New Singapore guidelines for examining computer implemented inventions (CIIS)
After several rounds of public consultations, the Intellectual Property Office of Singapore (IPOS) has issued an updated set of examination guidelines for computer implemented inventions (CIIs) that will apply to all new patent applications from 16 May 2016. The “new applications” are:
i) national applications for a patent (and any divisional applicationsarising from them) with a filing date on or after 16 May 2016; and
ii) international applications entering national phase (and any divisional applications arising from them) on or after 16 May 2016.
IPOS has issued the updated guidelines for patent applications without making any amendments to the relevant legislation.
IPOS has indicated that it is conscious of local jurisprudence, and will look towards public policy considerations and international patent norms when carrying out their role as the IP governing body in Singapore.
Amendments in the guidelines relating to CIIS
- When considering claims directed to CIIs, Examiners should determine the extent to which the computer (or other technical features) contributes to the invention defined in the claims.
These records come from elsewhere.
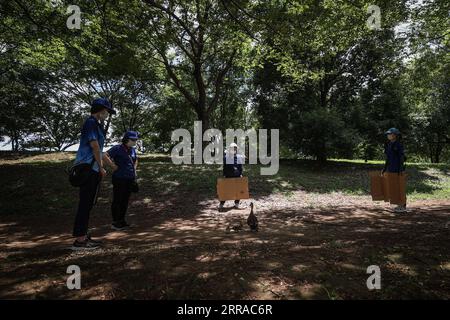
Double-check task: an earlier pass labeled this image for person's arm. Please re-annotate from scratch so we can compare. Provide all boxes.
[89,140,106,177]
[222,157,227,177]
[237,164,243,177]
[398,143,406,173]
[103,152,119,171]
[381,144,389,175]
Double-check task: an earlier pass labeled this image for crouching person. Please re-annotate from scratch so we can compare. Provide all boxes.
[219,143,244,211]
[107,131,139,230]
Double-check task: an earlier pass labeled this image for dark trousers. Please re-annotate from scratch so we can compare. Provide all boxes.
[220,176,240,205]
[73,170,100,237]
[221,200,240,205]
[111,178,133,224]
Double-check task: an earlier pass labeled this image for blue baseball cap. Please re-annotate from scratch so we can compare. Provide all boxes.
[384,128,400,136]
[123,131,139,140]
[92,98,116,114]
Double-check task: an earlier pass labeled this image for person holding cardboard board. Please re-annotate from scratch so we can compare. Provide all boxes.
[381,128,406,212]
[219,143,244,211]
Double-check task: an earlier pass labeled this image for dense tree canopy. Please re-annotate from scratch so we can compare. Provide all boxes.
[0,0,450,162]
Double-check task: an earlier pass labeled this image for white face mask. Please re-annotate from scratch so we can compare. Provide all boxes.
[127,140,136,148]
[99,110,109,121]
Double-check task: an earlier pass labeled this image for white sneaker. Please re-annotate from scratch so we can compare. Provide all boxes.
[394,206,407,213]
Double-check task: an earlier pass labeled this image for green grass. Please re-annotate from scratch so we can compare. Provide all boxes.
[0,153,450,214]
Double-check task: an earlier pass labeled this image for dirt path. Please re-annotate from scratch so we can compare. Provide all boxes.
[0,191,450,299]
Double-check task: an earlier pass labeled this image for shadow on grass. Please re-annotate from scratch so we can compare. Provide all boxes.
[0,153,450,215]
[0,205,450,299]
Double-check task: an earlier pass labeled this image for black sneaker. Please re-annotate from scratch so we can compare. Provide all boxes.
[71,239,100,250]
[86,234,103,245]
[111,222,129,231]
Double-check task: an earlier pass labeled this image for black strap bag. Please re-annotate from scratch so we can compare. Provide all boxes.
[67,159,95,187]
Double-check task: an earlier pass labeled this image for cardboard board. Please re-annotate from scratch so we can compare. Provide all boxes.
[217,177,250,201]
[385,172,406,205]
[369,171,384,201]
[369,171,406,205]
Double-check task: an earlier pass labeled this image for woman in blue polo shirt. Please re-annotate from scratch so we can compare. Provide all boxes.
[382,128,406,212]
[107,131,139,230]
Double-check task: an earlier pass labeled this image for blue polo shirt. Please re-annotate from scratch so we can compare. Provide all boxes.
[108,144,137,179]
[384,140,405,172]
[223,154,244,178]
[75,116,105,172]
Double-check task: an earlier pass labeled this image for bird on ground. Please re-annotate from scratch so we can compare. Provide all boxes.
[247,202,258,231]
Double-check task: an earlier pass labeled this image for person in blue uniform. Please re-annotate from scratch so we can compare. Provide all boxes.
[107,131,139,230]
[382,128,406,212]
[72,98,116,250]
[219,142,244,211]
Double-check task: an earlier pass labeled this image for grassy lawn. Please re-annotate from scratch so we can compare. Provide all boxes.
[0,153,450,214]
[0,153,450,299]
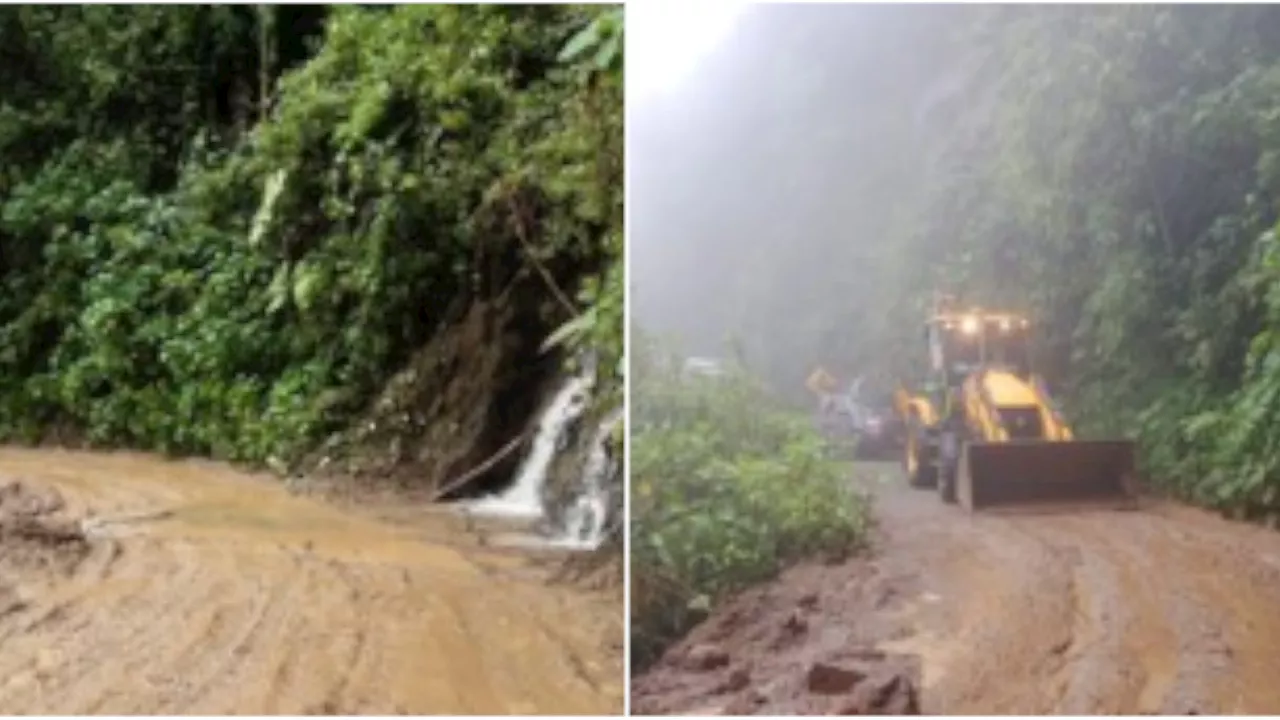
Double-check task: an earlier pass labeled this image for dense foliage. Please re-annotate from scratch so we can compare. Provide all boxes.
[630,337,868,666]
[632,5,1280,518]
[906,5,1280,515]
[0,5,622,471]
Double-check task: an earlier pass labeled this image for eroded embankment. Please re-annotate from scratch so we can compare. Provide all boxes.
[0,450,623,715]
[632,461,1280,715]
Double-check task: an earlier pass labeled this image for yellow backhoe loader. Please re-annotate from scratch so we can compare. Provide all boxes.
[895,299,1134,511]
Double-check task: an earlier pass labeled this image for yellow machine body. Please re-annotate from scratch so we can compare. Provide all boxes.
[896,297,1135,510]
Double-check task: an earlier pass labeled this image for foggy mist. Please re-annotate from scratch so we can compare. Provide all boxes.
[627,4,966,393]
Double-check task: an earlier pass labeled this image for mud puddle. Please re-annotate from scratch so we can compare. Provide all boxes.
[0,448,623,715]
[632,458,1280,715]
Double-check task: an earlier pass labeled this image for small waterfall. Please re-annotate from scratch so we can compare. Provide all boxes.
[548,409,622,550]
[465,373,593,519]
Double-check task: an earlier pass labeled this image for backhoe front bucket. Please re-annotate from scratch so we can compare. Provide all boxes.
[956,441,1134,511]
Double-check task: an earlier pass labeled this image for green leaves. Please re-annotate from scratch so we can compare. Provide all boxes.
[631,337,869,665]
[0,5,622,465]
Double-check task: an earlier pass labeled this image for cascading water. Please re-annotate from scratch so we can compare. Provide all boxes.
[548,409,622,550]
[465,373,594,519]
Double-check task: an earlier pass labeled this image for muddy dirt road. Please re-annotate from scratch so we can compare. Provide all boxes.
[632,465,1280,715]
[0,450,623,715]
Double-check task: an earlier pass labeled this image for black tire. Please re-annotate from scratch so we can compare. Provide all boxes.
[938,427,960,505]
[938,468,956,505]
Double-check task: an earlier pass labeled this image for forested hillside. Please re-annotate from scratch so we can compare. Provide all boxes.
[632,5,1280,516]
[0,5,622,481]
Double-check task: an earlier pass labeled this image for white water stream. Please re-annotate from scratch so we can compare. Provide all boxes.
[463,373,593,520]
[549,409,622,550]
[461,372,623,550]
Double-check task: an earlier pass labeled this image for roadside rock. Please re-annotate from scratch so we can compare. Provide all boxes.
[805,662,867,694]
[685,644,730,673]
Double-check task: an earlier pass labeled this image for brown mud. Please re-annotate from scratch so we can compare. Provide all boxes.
[0,448,623,715]
[632,465,1280,715]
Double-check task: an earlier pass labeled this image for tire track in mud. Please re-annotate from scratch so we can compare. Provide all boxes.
[0,448,623,715]
[632,470,1280,715]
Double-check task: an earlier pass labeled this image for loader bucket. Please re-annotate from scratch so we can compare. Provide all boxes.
[956,441,1134,511]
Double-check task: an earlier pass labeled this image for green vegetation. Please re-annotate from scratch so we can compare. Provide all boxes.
[630,330,869,669]
[632,5,1280,520]
[0,5,622,476]
[902,5,1280,516]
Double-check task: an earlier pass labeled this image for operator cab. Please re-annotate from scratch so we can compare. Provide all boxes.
[925,310,1032,387]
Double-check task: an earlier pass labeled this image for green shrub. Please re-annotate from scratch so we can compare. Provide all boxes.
[631,330,869,666]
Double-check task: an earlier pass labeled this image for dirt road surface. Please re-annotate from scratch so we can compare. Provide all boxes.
[632,465,1280,715]
[0,450,623,715]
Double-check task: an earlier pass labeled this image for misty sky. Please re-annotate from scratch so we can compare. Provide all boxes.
[627,0,956,392]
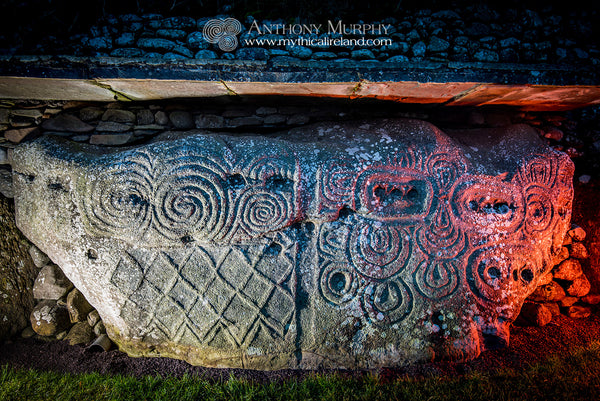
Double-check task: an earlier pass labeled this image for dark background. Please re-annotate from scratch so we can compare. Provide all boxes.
[0,0,600,54]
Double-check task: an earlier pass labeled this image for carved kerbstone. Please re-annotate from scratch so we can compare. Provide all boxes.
[13,120,573,369]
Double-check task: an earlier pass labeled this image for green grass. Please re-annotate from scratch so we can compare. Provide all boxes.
[0,342,600,401]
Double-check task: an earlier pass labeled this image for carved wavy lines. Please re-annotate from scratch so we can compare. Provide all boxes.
[318,221,413,324]
[466,244,545,304]
[413,259,462,300]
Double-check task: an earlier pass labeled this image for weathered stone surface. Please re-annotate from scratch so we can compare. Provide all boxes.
[0,196,39,340]
[29,245,50,268]
[567,305,592,319]
[529,281,566,302]
[568,227,586,242]
[67,288,94,322]
[519,302,552,327]
[42,114,94,133]
[567,274,591,297]
[33,264,73,300]
[554,259,583,281]
[65,322,94,345]
[13,120,573,369]
[30,299,71,336]
[569,242,589,259]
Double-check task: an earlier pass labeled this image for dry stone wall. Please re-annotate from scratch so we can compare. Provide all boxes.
[12,120,573,369]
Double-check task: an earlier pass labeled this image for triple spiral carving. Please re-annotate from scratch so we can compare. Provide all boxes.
[79,138,298,246]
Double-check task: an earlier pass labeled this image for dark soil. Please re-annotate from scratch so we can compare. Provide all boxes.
[0,312,600,383]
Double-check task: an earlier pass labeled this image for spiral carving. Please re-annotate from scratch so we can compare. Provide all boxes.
[467,245,545,303]
[363,278,413,324]
[348,223,410,279]
[525,185,554,234]
[79,153,152,236]
[414,260,459,300]
[237,189,293,237]
[416,200,466,259]
[427,153,467,194]
[154,163,228,239]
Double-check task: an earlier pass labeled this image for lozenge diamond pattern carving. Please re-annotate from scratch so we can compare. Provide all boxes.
[13,120,573,369]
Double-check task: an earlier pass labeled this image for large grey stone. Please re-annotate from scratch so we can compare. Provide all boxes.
[0,196,39,340]
[33,264,73,300]
[13,120,573,369]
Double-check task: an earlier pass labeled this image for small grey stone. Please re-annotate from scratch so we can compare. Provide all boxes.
[29,245,50,268]
[0,169,15,199]
[427,36,450,53]
[87,309,100,327]
[195,114,225,129]
[187,32,209,49]
[235,47,269,61]
[154,110,169,125]
[194,50,218,59]
[65,322,94,345]
[88,36,112,50]
[144,52,163,59]
[42,114,94,133]
[90,133,133,146]
[351,49,375,60]
[264,114,287,125]
[33,263,73,300]
[136,109,154,124]
[110,47,146,58]
[385,54,408,63]
[287,114,310,125]
[96,121,131,132]
[500,37,521,47]
[115,32,135,47]
[10,109,44,120]
[137,38,177,51]
[156,29,187,39]
[21,326,36,338]
[79,107,104,121]
[473,49,500,63]
[67,288,94,322]
[94,320,106,336]
[228,116,263,128]
[156,17,196,29]
[256,106,277,116]
[71,135,90,142]
[499,47,519,63]
[4,127,38,143]
[412,42,427,57]
[555,47,567,60]
[169,111,194,129]
[163,52,189,60]
[102,109,135,123]
[286,46,312,60]
[173,45,194,58]
[29,299,71,337]
[465,22,490,36]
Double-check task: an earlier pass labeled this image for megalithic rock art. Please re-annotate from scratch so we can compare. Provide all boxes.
[8,120,573,369]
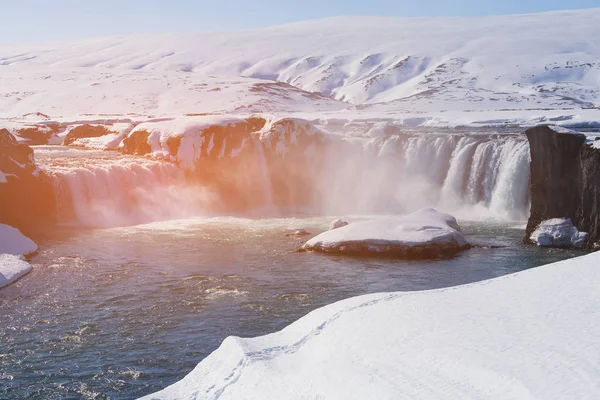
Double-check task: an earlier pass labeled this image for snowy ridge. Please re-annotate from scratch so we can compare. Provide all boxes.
[144,253,600,399]
[0,9,600,120]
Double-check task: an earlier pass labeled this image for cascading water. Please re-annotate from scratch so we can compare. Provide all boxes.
[31,130,529,226]
[35,146,214,227]
[320,134,529,220]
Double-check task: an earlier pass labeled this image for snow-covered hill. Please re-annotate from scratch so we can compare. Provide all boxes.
[144,253,600,400]
[0,9,600,119]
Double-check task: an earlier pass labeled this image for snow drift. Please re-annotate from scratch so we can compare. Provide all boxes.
[302,209,467,258]
[144,253,600,400]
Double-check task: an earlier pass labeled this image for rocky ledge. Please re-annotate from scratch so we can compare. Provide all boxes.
[524,126,600,249]
[0,129,56,234]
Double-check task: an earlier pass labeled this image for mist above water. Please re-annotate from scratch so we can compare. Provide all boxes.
[36,130,529,227]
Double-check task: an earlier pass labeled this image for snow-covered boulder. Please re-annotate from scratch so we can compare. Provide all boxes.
[530,218,587,248]
[0,224,37,256]
[303,208,467,258]
[0,224,37,288]
[329,219,348,231]
[145,253,600,400]
[0,254,31,288]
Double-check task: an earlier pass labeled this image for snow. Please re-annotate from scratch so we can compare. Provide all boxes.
[128,116,251,170]
[0,224,37,256]
[0,9,600,122]
[329,219,348,230]
[0,254,32,288]
[303,208,467,254]
[0,224,37,288]
[530,218,587,248]
[71,123,133,150]
[144,253,600,400]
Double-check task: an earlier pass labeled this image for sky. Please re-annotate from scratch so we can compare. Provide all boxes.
[0,0,600,43]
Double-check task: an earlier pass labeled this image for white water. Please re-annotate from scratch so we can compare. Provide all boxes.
[35,146,216,227]
[320,135,530,220]
[36,135,529,226]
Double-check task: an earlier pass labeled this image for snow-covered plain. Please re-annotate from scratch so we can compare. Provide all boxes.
[0,224,37,288]
[0,9,600,125]
[303,208,467,256]
[144,253,600,400]
[530,218,587,248]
It must be established that the computer (or other technical features), as defined in the claims, is integral to the invention.
- An example given of a CII which is considered to be an invention is a computer-implemented business method if the various technical features (e.g. servers, databases, user devices etc.) interact with the steps of the business method (i) to a material extent; and (ii) in such a manner as to address a specific problem.
- An example given of what is meant by “material extent” is a claim reciting known hardware components for implementing a business method, but the overall combination of the hardware provides, for example, a more secure environment for performing transactions, then the hardware would be regarded to interact with the business method to a material extent to address a specific problem.
- An example given of a CII which is not considered to be an invention is if the technical features recited in the claim are no more than the workings of a standard operating system, in particular, the use of a generic computer or computer system to perform a pure business method. In that case it would be considered that the actual contribution is likely to be only the business method
How do the amendments affect entities who file CII patent applications in Singapore?
For entities who wish to file CII patent applications in Singapore, it appears that a higher bar has been set for obtaining granted CII patents in Singapore, although this bar is similar to that which currently applies in the US, Europe and Australia.
Based on filing statistics, the effect of the amendments is minimal as a substantial number of patent applicants in Singapore rely on the grant of a corresponding patent in selected jurisdictions when requesting grant for a Singapore patent application. The amendments (currently) do not affect applications which rely on requesting supplementary examination as the process for supplementary examination does not include an assessment of patentable subject matter.
For applications that will undergo local search and/or examination, we expect to be making submissions discussing how various technical features provide a contribution to the invention “to a material extent” whenever a patentable subject matter objection is raised against a CII application. Thus, it would be desirable if applicants are able to identify those aspects with regard to their CIIs.
Based on both formal and informal communications with IPOS, we eventually expect a practice (in a worst case scenario) similar to European practice where a technical effect or contribution is mandatory for all CII patent applications. However, such a situation is not yet upon us, and we will provide further updates as the practice develops.